Escape from cult upbringing: Travis Abels' 'Things I Hide From Dad' at IndyFringe

Patriarchy can have life-defining consequences at home, especially when its lofty representative in a boy's

Travis Abels about to be devoured by sin monster

life is a beloved father. "Things I Hide From Dad" is an autobiographical IndyFringe Festival show of compelling intensity and focus that has three more performances at the District Theatre

This personal account from a Hoosier man long resident on the West Coast, where he went on a painful journey of self-liberation, is lively and exquisitely designed. Recorded sound and Travis Abels' movements around the stage are coordinated to a fare-thee-well and always germane to his narrative. 

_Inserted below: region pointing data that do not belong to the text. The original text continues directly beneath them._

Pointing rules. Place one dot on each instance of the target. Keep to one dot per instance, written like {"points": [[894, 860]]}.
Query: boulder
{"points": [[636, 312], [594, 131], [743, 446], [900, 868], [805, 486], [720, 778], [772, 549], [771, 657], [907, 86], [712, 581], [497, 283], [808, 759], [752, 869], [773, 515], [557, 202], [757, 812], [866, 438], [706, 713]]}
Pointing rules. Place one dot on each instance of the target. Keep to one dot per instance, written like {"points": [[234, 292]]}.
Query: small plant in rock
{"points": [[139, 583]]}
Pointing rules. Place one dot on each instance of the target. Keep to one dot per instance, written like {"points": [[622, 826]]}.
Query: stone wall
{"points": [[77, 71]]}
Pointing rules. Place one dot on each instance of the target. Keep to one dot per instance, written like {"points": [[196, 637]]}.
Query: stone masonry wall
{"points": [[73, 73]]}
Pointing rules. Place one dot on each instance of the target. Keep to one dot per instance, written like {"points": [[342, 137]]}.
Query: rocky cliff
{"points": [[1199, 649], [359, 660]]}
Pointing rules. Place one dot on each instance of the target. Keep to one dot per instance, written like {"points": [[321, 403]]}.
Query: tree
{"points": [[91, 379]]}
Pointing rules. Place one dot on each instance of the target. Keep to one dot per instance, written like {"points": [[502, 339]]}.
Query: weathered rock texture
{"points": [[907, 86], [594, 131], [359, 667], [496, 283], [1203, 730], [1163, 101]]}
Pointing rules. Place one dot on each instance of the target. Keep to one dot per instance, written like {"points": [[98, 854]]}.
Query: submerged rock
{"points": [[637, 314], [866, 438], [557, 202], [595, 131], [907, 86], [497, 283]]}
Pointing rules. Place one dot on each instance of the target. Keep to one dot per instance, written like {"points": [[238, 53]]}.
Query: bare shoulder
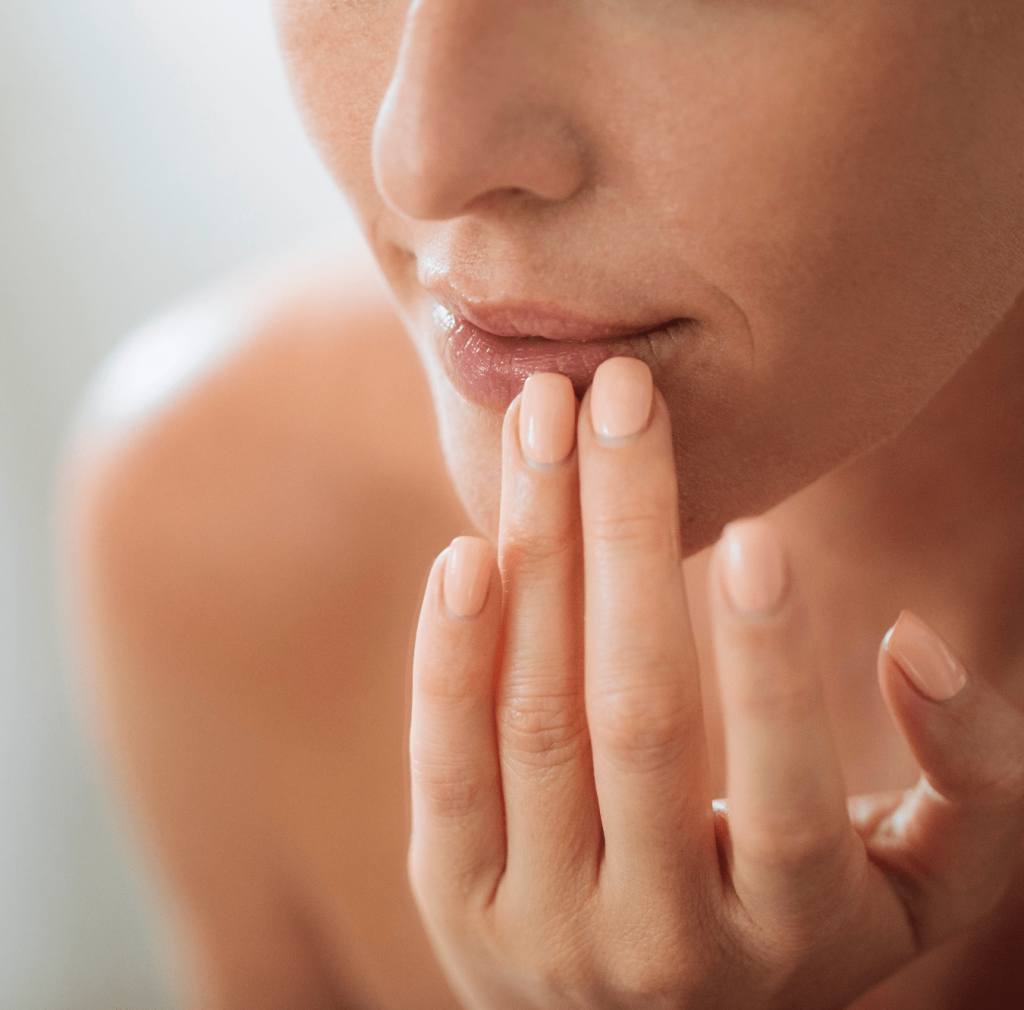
{"points": [[254, 496]]}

His struggles to reconcile his admiration for his father with the pulls of his body toward forbidden pleasures are symbolized by a secret closet. Into it Travis keeps trying to confine temptations as they accumulate and become monstrous. The boy's acceptance of the cult-like variation of Christianity that his pastor father adopted from the strict Worldwide Church of God had started to falter as puberty arrived. 

Sensuality encountered in the larger culture creeps into Travis's constricted life, interfering with his duty to pray. He comes across a Kenny G recording in a Christian bookstore, much to his surprise, and buys it for its promise to be free of church doctrine via the saxophonist's long-winded, swooning style. 

It stirs something deep inside him. Among Abels' skills as a performer is a physical representation of the unsuppressible drive to masturbate that is almost explicit but never gross. The same goes for how attraction toward the opposite sex is represented, as well as another indulgence of the pleasure principle in illicit drugs. Commendably, it's the story and its emotional resonance that prevail.

Abels holds on to the humor of achieving self-respect under trying circumstances. "Things I Hide From Dad" is grounded in basic struggles of maturation. In Abels' case, those took place against an insistence that only certain ways of putting aside childish things (as St. Paul advised) can save a lad from perdition. The Adventist theology embedded in him had a strong grip on his young mind insofar as the Last Judgment might come at any time.

Eternal torment is thus a threat that Abels represents vividly via the secret closet, out of which monstrous noises pour each time he unlocks the door to stuff a new danger inside. As Harold Bloom explains in his provocative "The American Religion": "If you teach children that failure to keep the Seventh-day Sabbath will bring upon them the Mark of the Beast, then you are in danger of scapegoating children." 

It's not hard to understand that such a burden is insupportable. So it's remarkable that Abels could make such an entertaining one-man show out of what it felt like to carry that ominous weight.  Even better: the happy ending of how he threw that off while continuing to love his father up to the end.